На чердаке живут голуби, воробьи и ласточки, а пониже мы, все остальные: дети, старики, летние гости... А еще пониже, в конурах и сараюшках, братья меньшие: собаки, кошки, кролики, черепахи, курицы, ежи... Ноев ковчег нашего двора.
Я лежу на теплой крыше сарайки и смотрю на паучка. По невидимой мне паутине он деловито прошмыгнул мимо моего носа и полез дальше, в небо, исчез из виду.

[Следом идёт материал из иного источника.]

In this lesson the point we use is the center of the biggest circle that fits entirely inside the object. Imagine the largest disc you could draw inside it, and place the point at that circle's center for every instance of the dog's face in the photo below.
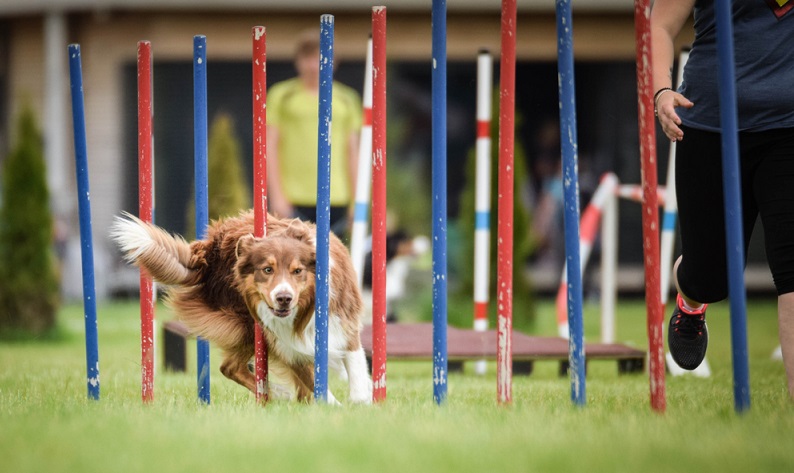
(278, 271)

Тогда я решил, что буду принимать парад облаков. Они как раз выстроились надо мной по ранжиру. Первым наплывает облако, похожее на грозную крепость. Такое огромное, что оно вряд ли вошло бы на самую большую площадь нашего города. За ним почтительно следуют облака поменьше, мирные медлительные толстяки. Одно растрепанное маленькое облако и вовсе, похоже, ничего не знает про парад, летит совсем низко, каким-то своим курсом. Неожиданно от него отрывается клочок, пушинка и довольно быстро несется к земле. Я тоже прыгаю на землю и бегу ловить облачный клочок. Оказалось — перышко. Лебединое или гусиное; такое белое, что я не смею его выбросить, прячу в карман.
Вдруг жалобно скрипнула и распахнулась калитка. Кто там? Просто ветер.